You don't have a valid license for visage|SDK FaceTrack. Please contact your
sales representative. (Error code 0x00000010)"

------
BitMastro
Check also those open source libraries:
[http://inspirit.github.io/jsfeat/sample_haar_face.html](http://inspirit.github.io/jsfeat/sample_haar_face.html)
and
[http://inspirit.github.io/jsfeat/sample_bbf_face.html](http://inspirit.github.io/jsfeat/sample_bbf_face.html)
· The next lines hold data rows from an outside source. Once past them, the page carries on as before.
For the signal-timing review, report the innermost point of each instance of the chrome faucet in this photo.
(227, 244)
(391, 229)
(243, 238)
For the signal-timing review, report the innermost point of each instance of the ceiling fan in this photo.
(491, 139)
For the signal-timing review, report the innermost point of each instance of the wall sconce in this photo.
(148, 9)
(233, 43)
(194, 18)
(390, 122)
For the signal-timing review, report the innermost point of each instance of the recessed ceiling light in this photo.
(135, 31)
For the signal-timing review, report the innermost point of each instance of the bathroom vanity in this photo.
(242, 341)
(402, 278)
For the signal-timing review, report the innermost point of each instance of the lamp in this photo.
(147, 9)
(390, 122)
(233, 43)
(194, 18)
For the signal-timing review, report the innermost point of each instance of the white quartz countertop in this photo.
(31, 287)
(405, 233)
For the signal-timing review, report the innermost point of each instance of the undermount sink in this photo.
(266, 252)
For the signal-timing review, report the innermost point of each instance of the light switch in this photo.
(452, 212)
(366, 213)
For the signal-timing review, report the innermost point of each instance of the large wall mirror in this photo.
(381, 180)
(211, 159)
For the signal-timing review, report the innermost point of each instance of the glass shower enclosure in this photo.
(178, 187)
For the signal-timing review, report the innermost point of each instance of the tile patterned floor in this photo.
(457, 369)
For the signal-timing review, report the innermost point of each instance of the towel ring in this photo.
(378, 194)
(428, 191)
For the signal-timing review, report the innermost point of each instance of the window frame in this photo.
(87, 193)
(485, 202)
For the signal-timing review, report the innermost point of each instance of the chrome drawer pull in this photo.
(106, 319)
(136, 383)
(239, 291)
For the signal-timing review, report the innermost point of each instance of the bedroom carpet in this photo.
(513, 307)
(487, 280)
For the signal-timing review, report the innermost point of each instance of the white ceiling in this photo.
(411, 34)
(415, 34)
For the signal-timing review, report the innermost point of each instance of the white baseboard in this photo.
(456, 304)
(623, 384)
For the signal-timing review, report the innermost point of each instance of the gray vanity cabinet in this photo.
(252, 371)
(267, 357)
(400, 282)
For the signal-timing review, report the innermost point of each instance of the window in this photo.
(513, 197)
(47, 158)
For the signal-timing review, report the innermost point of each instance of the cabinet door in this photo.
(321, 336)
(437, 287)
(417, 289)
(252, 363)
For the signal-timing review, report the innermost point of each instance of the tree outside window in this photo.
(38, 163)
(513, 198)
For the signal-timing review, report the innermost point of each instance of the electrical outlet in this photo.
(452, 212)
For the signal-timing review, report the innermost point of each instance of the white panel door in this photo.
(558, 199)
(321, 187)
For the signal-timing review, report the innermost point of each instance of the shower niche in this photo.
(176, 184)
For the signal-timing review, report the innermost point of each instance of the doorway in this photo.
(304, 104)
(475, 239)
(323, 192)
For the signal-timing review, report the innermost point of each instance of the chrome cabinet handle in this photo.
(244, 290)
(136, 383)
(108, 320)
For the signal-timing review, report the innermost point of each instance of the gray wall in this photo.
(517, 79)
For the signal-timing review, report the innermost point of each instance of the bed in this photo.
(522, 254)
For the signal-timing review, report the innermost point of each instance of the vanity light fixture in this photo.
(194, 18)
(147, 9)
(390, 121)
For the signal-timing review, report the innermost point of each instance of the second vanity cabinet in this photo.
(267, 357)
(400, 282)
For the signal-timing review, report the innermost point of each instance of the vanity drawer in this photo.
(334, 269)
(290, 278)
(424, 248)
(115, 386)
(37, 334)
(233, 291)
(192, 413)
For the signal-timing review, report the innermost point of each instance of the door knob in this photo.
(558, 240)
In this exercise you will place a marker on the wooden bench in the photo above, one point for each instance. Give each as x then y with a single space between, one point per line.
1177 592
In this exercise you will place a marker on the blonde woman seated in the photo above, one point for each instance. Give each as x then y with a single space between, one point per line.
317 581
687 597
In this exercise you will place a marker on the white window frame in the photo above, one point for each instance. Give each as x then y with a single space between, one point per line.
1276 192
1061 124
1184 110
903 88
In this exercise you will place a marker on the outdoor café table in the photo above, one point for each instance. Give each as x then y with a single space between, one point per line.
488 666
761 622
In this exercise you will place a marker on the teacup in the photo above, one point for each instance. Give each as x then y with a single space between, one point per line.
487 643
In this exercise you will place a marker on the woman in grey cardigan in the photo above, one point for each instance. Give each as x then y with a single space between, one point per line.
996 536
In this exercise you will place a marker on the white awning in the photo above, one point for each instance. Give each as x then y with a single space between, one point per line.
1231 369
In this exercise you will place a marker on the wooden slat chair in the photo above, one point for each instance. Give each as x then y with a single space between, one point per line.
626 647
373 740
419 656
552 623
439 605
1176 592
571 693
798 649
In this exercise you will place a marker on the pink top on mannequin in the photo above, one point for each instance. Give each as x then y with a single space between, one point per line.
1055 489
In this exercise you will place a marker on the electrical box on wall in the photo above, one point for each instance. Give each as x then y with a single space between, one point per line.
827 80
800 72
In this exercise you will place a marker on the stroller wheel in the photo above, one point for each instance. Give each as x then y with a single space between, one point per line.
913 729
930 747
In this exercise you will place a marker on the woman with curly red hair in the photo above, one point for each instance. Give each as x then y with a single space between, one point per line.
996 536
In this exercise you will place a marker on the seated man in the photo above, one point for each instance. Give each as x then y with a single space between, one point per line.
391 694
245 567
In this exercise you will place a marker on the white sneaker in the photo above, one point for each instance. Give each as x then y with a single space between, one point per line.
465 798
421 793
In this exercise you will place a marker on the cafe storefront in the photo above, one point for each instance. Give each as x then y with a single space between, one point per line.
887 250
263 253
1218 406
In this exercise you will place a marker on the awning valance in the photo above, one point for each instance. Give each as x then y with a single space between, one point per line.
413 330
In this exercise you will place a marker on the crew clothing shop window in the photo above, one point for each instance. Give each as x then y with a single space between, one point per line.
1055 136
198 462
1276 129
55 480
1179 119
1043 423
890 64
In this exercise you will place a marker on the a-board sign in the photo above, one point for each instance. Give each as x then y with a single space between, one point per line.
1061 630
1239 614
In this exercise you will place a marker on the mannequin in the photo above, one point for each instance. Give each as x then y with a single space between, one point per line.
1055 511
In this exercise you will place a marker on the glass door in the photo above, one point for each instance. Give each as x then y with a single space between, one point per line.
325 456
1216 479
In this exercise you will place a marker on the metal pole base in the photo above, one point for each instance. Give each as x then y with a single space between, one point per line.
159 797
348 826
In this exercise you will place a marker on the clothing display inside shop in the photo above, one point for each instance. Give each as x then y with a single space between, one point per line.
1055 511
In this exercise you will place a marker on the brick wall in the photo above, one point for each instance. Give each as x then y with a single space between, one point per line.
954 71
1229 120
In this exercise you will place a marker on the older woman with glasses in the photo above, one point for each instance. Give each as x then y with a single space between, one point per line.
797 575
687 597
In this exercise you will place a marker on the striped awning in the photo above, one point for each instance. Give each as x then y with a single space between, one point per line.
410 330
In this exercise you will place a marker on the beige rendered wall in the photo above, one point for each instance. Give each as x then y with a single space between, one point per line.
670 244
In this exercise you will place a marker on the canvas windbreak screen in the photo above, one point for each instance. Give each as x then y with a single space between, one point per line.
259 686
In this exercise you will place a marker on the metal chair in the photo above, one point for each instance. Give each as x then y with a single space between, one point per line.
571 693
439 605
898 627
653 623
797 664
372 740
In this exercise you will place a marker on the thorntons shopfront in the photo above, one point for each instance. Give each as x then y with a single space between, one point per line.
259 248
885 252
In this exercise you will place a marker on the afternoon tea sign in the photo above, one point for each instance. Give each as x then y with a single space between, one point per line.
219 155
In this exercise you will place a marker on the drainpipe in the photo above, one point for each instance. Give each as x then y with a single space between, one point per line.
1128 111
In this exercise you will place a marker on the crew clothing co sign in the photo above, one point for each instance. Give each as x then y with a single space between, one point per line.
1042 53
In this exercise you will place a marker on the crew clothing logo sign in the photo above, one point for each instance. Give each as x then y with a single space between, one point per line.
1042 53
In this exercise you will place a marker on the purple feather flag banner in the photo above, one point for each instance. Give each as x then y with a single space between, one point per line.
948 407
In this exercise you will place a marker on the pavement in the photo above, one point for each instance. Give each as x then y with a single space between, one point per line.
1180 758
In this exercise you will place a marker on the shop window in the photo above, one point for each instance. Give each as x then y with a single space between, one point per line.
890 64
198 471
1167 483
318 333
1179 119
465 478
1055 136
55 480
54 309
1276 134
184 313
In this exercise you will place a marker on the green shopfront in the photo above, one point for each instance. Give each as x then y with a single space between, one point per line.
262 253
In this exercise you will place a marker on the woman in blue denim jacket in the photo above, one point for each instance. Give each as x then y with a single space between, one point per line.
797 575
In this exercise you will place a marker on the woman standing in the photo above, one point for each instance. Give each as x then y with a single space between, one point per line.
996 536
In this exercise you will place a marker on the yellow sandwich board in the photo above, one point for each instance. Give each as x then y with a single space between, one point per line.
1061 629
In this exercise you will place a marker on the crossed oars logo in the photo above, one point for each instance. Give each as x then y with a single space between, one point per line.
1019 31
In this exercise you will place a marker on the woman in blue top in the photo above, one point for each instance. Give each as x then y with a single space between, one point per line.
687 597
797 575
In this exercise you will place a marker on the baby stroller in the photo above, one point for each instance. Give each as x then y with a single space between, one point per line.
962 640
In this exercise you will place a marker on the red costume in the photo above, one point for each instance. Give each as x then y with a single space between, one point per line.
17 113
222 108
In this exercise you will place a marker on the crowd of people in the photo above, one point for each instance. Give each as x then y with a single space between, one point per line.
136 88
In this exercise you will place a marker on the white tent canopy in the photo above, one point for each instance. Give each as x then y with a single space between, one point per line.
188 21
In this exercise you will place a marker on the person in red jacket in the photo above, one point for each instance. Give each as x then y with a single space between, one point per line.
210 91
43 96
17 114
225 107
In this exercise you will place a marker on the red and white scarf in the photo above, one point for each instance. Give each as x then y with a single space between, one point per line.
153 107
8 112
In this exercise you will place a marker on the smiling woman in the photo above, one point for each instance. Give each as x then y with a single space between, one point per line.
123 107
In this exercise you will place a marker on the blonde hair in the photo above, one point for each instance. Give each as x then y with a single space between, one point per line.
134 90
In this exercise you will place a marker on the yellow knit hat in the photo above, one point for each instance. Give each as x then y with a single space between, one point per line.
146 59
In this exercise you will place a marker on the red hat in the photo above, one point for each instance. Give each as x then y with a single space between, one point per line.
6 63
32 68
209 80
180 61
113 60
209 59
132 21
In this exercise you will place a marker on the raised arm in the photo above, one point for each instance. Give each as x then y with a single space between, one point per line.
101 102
also [http://liuliu.me/ccv/js/nss/](http://liuliu.me/ccv/js/nss/)

------
nairteashop
The virtual eyewear demo is pretty cool!

The closest thing I've seen to this is DITTO
([http://ditto.com](http://ditto.com)) where they create a virtual head using
your webcam onto which you can then try various glasses and see yourself at
different angles. But that requires an additional "head scanning" step using
flash, which isn't needed here. The range of motion is also limited.

I hope this type of technology will be standard in clothing/accessory sites in
a few years - I can see it working for ear rings, watches, ties, t-shirts,
etc.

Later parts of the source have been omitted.